Gaze behaviour across the experiment

We also investigated if gaze behaviour changed across the experiment by correlating the number of grid cells visited with trial number for younger and older participants. There was a large negative correlation in younger (r = -.74, p < .001) but not in older participants (r = -.01, p = .621), suggesting that younger participants adapted their gaze strategy and explored less of the stimuli over the course of the experiment whilst older participants’ gaze behaviour did not change. The correlation coefficients between younger and older adults were statistically different (z = -9.13, p < .001).

Partial-correlation analysis

To investigate whether differences in the number of grid cells visited during encoding were, in fact, associated with performance, we ran partial correlations between drift rates and sensitivity (d’) with the number of grid cells visited, partialling out chronological age. There were no significant correlations between drift rate and the number of grid cells visited (r = -.18, p = .166) or between d’ and the number of grid cells visited (r = -.11, p = .383).

However, given the differences between the Rotate and Swap conditions in the behavioural findings, it is possible that the relationship between the number of grid cells visited and drift rate or d’ might be different across those two conditions. We, therefore, ran partial correlations separately for the Rotate and Swap conditions and found a significant correlation between the number of grid cells visited and drift rate in the Rotate condition (r = -0.29, p = .022), but not in the Swap condition (r = -0.13, p = 0.339). Similarly, there was a trend for a negative correlation between number of grid cells visited and d’ in the Rotate condition (r = -.22, p = .070) but not in the Swap condition (r = .02, p = .885).

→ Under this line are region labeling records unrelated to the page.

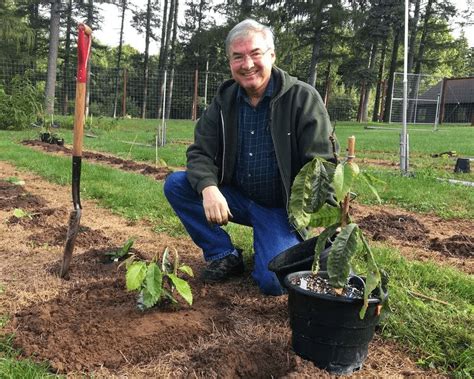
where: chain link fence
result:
[390,72,474,125]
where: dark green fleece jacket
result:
[186,67,334,211]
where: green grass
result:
[0,120,474,377]
[374,247,474,377]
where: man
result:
[164,19,333,295]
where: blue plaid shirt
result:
[234,75,284,208]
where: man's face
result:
[229,33,275,96]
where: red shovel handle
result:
[77,24,92,83]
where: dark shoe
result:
[201,252,244,283]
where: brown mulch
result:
[0,162,444,378]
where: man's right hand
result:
[202,186,233,225]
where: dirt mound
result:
[430,234,474,258]
[22,140,171,180]
[359,213,428,241]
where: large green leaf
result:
[178,265,194,276]
[311,223,340,274]
[145,262,163,299]
[289,160,314,229]
[309,204,341,228]
[305,158,331,213]
[289,157,330,229]
[358,229,381,319]
[168,274,193,305]
[125,262,147,291]
[333,161,360,201]
[328,224,358,288]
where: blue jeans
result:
[164,171,301,295]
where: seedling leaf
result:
[168,274,193,305]
[145,262,163,300]
[328,223,358,288]
[125,262,147,291]
[178,265,194,277]
[6,176,25,186]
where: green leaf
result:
[333,161,360,201]
[328,224,358,288]
[168,274,193,305]
[125,262,147,291]
[358,229,382,319]
[178,265,194,277]
[13,208,32,218]
[6,176,25,186]
[289,157,330,229]
[161,247,173,273]
[145,262,163,299]
[362,172,386,204]
[309,204,341,228]
[311,223,340,274]
[141,288,160,309]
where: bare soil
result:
[22,140,171,180]
[0,162,452,378]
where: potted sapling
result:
[284,137,387,374]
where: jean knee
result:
[163,171,188,200]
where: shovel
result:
[59,24,92,278]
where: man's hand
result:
[202,186,233,225]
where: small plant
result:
[13,208,37,220]
[289,137,383,318]
[105,238,135,262]
[125,248,194,310]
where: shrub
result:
[0,76,43,130]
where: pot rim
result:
[284,270,388,305]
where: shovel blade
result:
[59,208,81,278]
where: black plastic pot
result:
[285,271,381,375]
[40,133,51,143]
[268,237,331,287]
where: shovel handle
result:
[77,24,92,83]
[72,24,92,157]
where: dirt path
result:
[0,162,435,378]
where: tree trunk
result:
[142,0,151,118]
[414,0,433,74]
[44,0,61,116]
[361,42,378,122]
[113,0,127,118]
[62,0,72,115]
[372,37,387,122]
[407,0,421,72]
[383,29,401,122]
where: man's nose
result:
[242,55,253,69]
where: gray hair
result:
[225,18,275,55]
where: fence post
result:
[439,78,448,124]
[191,69,199,121]
[122,68,128,118]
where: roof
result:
[419,77,474,104]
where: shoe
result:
[201,250,244,283]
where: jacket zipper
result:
[220,109,225,183]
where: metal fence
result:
[390,72,474,125]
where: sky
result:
[94,0,474,55]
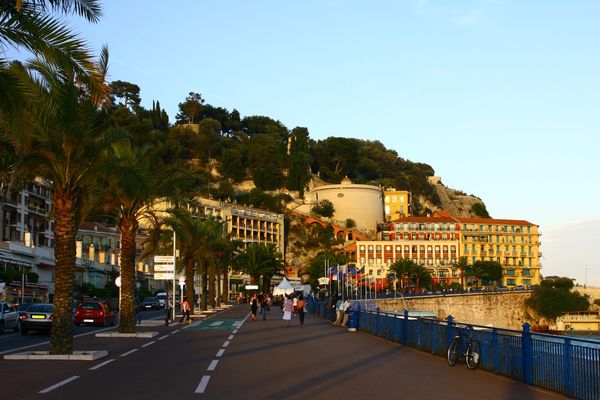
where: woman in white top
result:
[283,297,294,326]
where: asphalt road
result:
[0,304,564,400]
[0,310,165,356]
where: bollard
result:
[348,310,358,332]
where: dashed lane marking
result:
[206,360,219,371]
[195,375,210,393]
[121,349,139,357]
[90,358,115,371]
[38,375,79,394]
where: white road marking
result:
[90,358,115,371]
[38,376,79,393]
[195,375,210,393]
[206,360,219,371]
[0,327,115,356]
[121,349,139,357]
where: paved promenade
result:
[0,304,564,400]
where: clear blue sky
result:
[65,0,600,285]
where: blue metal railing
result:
[309,301,600,400]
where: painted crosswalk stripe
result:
[90,358,115,371]
[121,349,139,357]
[206,360,219,371]
[195,375,210,393]
[38,376,79,393]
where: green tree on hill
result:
[525,278,590,320]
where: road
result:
[0,310,165,355]
[0,304,564,400]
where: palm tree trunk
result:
[185,257,196,314]
[50,189,76,354]
[200,262,208,311]
[208,266,217,308]
[217,272,221,307]
[223,268,229,303]
[119,216,138,333]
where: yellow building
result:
[456,218,542,287]
[383,188,410,222]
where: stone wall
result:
[377,292,536,330]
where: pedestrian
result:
[250,295,258,321]
[283,296,294,326]
[260,295,269,321]
[332,297,344,326]
[296,295,306,328]
[135,300,144,325]
[342,299,352,327]
[179,298,191,324]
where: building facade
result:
[383,188,410,222]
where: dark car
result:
[19,303,54,335]
[142,297,161,310]
[73,300,115,326]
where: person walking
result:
[296,295,306,328]
[135,300,144,325]
[283,296,294,326]
[260,295,269,321]
[179,298,191,324]
[250,295,258,321]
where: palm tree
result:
[452,257,471,289]
[235,243,284,290]
[0,0,102,115]
[0,49,110,354]
[105,139,157,333]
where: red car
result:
[73,300,115,326]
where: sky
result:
[42,0,600,286]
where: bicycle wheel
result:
[448,337,460,366]
[465,340,481,369]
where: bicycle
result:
[448,327,481,370]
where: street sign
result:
[154,256,175,264]
[154,272,175,280]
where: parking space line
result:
[38,375,79,394]
[194,375,210,393]
[206,360,219,371]
[121,349,139,357]
[90,358,115,371]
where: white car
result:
[0,302,19,334]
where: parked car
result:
[73,300,115,326]
[0,302,19,335]
[142,297,162,310]
[19,303,54,335]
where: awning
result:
[0,249,34,268]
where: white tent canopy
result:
[273,278,294,296]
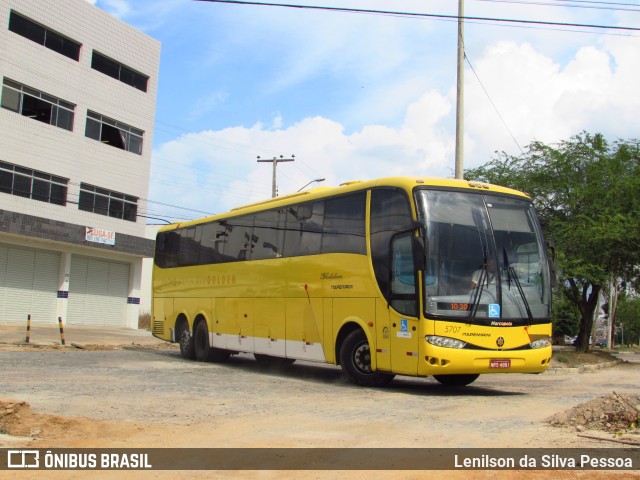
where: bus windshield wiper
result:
[502,247,533,325]
[469,255,489,319]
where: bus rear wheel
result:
[340,329,394,387]
[433,374,480,387]
[193,320,230,362]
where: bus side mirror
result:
[413,237,427,270]
[547,240,557,287]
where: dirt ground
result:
[0,345,640,480]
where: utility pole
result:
[456,0,464,180]
[258,155,296,198]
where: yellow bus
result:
[152,177,551,386]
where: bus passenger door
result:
[389,231,420,375]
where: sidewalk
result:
[0,322,167,345]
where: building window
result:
[78,183,138,222]
[2,78,76,131]
[84,110,144,155]
[0,162,69,206]
[9,10,81,62]
[91,50,149,92]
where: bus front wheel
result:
[193,320,230,362]
[176,321,195,360]
[340,329,394,387]
[433,374,480,387]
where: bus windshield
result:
[416,190,551,326]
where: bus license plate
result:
[489,358,511,368]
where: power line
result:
[195,0,640,32]
[475,0,640,12]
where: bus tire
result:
[340,329,394,387]
[176,321,196,360]
[433,373,480,387]
[193,320,230,362]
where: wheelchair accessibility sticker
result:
[396,318,411,338]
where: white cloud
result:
[465,37,640,166]
[150,91,452,216]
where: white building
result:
[0,0,160,328]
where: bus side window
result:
[322,192,366,255]
[284,202,324,257]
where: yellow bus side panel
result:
[152,297,175,340]
[286,298,325,362]
[253,298,286,357]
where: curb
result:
[544,360,625,375]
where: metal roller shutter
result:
[67,256,129,326]
[0,245,60,323]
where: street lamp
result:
[296,178,325,193]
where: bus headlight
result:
[424,335,467,348]
[529,337,551,349]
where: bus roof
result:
[160,177,529,231]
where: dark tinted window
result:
[91,50,149,92]
[9,11,80,62]
[322,192,367,254]
[0,162,69,206]
[371,189,412,300]
[155,192,366,268]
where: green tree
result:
[617,297,640,344]
[465,132,640,351]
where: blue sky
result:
[87,0,640,219]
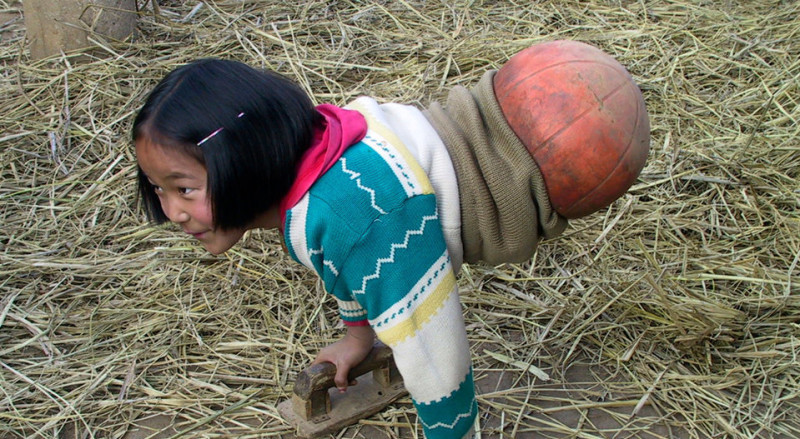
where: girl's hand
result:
[312,326,375,392]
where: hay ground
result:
[0,0,800,438]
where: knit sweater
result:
[284,98,477,439]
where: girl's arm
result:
[313,326,375,392]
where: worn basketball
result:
[494,41,650,218]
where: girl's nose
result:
[161,200,189,224]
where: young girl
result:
[133,59,477,439]
[133,46,649,439]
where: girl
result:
[133,59,477,439]
[133,46,649,439]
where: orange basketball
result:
[494,41,650,218]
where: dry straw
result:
[0,0,800,438]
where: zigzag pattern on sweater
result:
[420,398,477,430]
[369,254,450,330]
[353,212,439,295]
[364,132,418,196]
[308,247,339,276]
[339,157,386,215]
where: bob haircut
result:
[132,59,324,229]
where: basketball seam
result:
[570,83,642,217]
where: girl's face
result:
[136,139,245,254]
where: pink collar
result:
[280,104,367,227]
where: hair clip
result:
[197,112,244,146]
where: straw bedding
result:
[0,0,800,438]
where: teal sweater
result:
[285,98,478,439]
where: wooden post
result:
[22,0,136,59]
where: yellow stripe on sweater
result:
[347,101,433,194]
[378,270,456,347]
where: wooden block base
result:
[278,373,408,438]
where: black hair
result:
[132,59,322,229]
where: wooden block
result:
[278,342,408,438]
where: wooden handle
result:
[294,340,394,400]
[292,340,402,421]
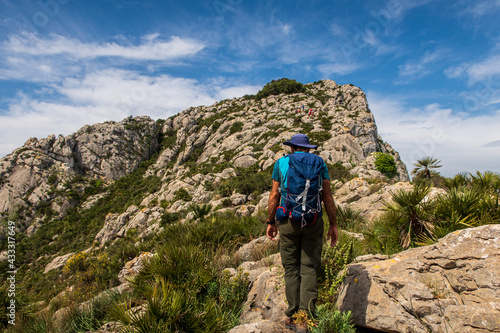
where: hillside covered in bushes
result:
[0,79,500,332]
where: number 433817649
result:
[7,221,16,269]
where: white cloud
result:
[0,69,259,156]
[0,33,204,83]
[317,63,361,77]
[3,33,204,60]
[367,92,500,176]
[467,54,500,83]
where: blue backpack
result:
[276,153,324,227]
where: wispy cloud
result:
[317,63,361,77]
[3,33,205,60]
[399,49,448,80]
[367,92,500,176]
[0,69,258,156]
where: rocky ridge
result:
[0,80,409,236]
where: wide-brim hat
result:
[283,134,318,149]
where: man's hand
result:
[267,224,278,240]
[326,225,339,247]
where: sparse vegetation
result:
[255,78,305,100]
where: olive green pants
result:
[279,219,324,317]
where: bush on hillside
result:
[255,78,306,100]
[375,153,398,178]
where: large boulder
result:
[337,224,500,333]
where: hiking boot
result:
[295,324,309,333]
[285,317,297,332]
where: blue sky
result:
[0,0,500,176]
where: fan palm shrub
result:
[374,182,434,249]
[411,156,442,180]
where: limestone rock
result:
[229,254,288,333]
[43,252,75,274]
[337,224,500,333]
[118,252,153,283]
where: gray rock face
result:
[337,224,500,333]
[0,117,158,230]
[0,117,158,213]
[0,80,409,239]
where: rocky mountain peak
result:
[0,80,409,232]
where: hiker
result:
[266,134,338,332]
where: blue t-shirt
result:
[271,151,330,205]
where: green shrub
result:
[318,240,354,304]
[255,78,305,100]
[112,214,265,332]
[311,304,356,333]
[174,187,193,201]
[375,153,398,178]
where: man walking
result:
[266,134,338,332]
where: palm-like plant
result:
[384,182,434,249]
[411,156,442,180]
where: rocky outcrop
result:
[0,80,408,236]
[337,224,500,333]
[229,254,288,333]
[0,117,158,227]
[334,177,446,221]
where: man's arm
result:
[323,179,339,247]
[267,179,280,240]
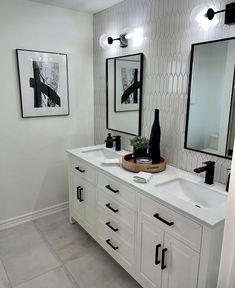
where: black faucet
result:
[193,161,215,185]
[105,133,113,148]
[105,133,121,151]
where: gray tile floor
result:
[0,210,140,288]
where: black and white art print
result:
[16,49,69,118]
[114,59,140,112]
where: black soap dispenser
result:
[149,109,161,164]
[105,133,113,148]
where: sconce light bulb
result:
[99,34,109,49]
[206,8,215,20]
[190,4,219,31]
[107,37,113,45]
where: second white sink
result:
[155,178,227,208]
[82,148,122,161]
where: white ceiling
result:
[27,0,123,14]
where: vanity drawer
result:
[97,173,136,209]
[97,208,134,247]
[139,196,202,252]
[98,189,135,230]
[97,221,134,266]
[70,157,95,183]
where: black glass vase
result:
[149,109,161,164]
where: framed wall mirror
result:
[185,38,235,159]
[106,53,143,136]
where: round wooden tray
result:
[122,154,166,173]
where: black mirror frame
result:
[184,37,235,160]
[105,53,144,136]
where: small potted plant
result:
[130,136,149,162]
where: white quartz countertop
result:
[67,145,227,226]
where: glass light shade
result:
[99,34,109,49]
[190,5,219,31]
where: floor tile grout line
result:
[32,221,80,288]
[0,259,13,288]
[12,265,62,288]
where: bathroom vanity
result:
[67,145,227,288]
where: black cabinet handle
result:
[105,203,119,213]
[105,222,119,232]
[155,244,162,265]
[77,186,81,200]
[153,213,174,226]
[106,239,118,250]
[105,185,119,193]
[161,248,167,270]
[79,187,84,202]
[75,167,86,173]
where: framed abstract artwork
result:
[114,57,141,112]
[16,49,69,118]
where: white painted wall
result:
[217,140,235,288]
[0,0,94,221]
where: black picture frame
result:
[184,37,235,160]
[114,55,141,113]
[105,53,144,136]
[16,49,70,118]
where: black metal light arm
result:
[205,3,235,24]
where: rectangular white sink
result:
[155,178,227,209]
[82,148,122,161]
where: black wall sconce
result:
[107,34,128,48]
[206,3,235,25]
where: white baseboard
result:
[0,202,69,231]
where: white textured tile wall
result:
[94,0,235,183]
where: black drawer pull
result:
[79,187,84,202]
[77,186,81,200]
[153,213,174,226]
[105,203,119,213]
[105,222,119,232]
[155,244,162,265]
[161,248,167,270]
[105,185,119,193]
[75,167,86,173]
[106,239,118,250]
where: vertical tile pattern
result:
[94,0,235,183]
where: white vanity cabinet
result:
[69,148,223,288]
[137,196,202,288]
[96,172,137,273]
[69,157,96,234]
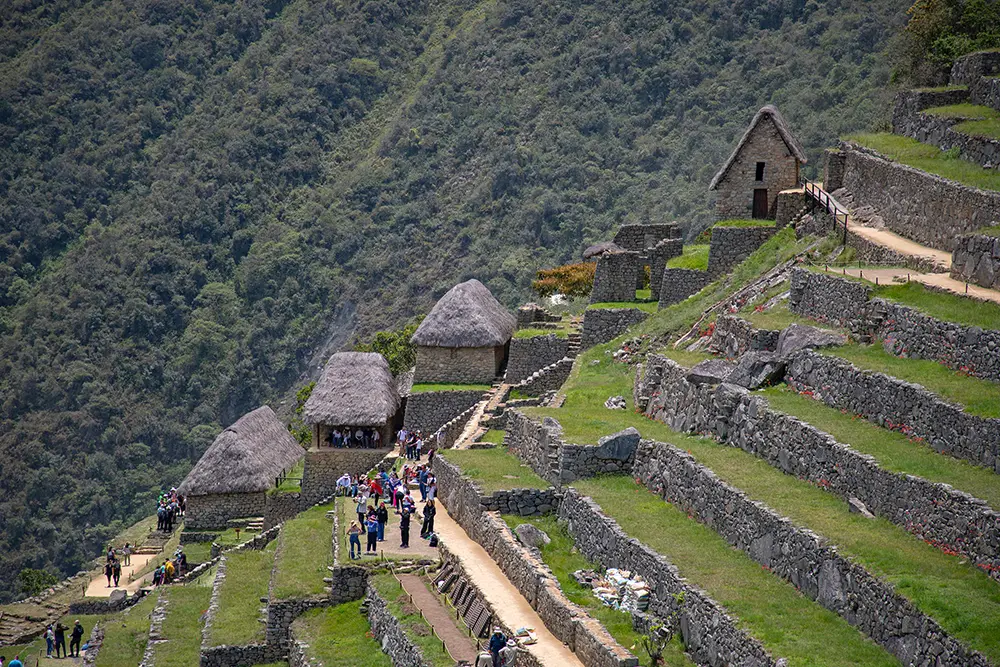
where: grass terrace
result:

In this study we used eye-tracking and diffusion modelling to investigate age-related changes in spatial memory for object locations. To ensure that the task did indeed address spatial memory and could not simply be solved by image comparisons, we introduced perspective shifts in two-thirds of the trials (Nardini, Thomas, Knowland, Braddick, & Atkinson, 2009). To investigate potential age-related differences in the resolution of spatial representations, we changed the spatial configuration between encoding and test by either swapping clusters of objects (coarse change) or by rotating a cluster within a scene (fine-grained change).

As expected, and in line with earlier research, we found that older adults had overall greater difficulties with the task than younger adults (cf. Hartley et al., 2007; Montefinese et al., 2015; Muffato et al., 2019), which was reflected in performance and drift rate differences between age groups. We also found that older adults were generally more conservative in their decision making and needed to accumulate more information prior to deciding on a response. The introduction of perspective shifts between encoding and test negatively affected performance in both age groups. Performance and drift rates were lower in the Rotate condition, which required more fine-grained spatial representations than the Swap condition. In addition, both age groups became more conservative with the introduction of a perspective shift and in the Swap condition, but this effect was more pronounced in older adults. We also found differences in gaze behaviour between younger and older adults, suggesting differences in encoding strategies.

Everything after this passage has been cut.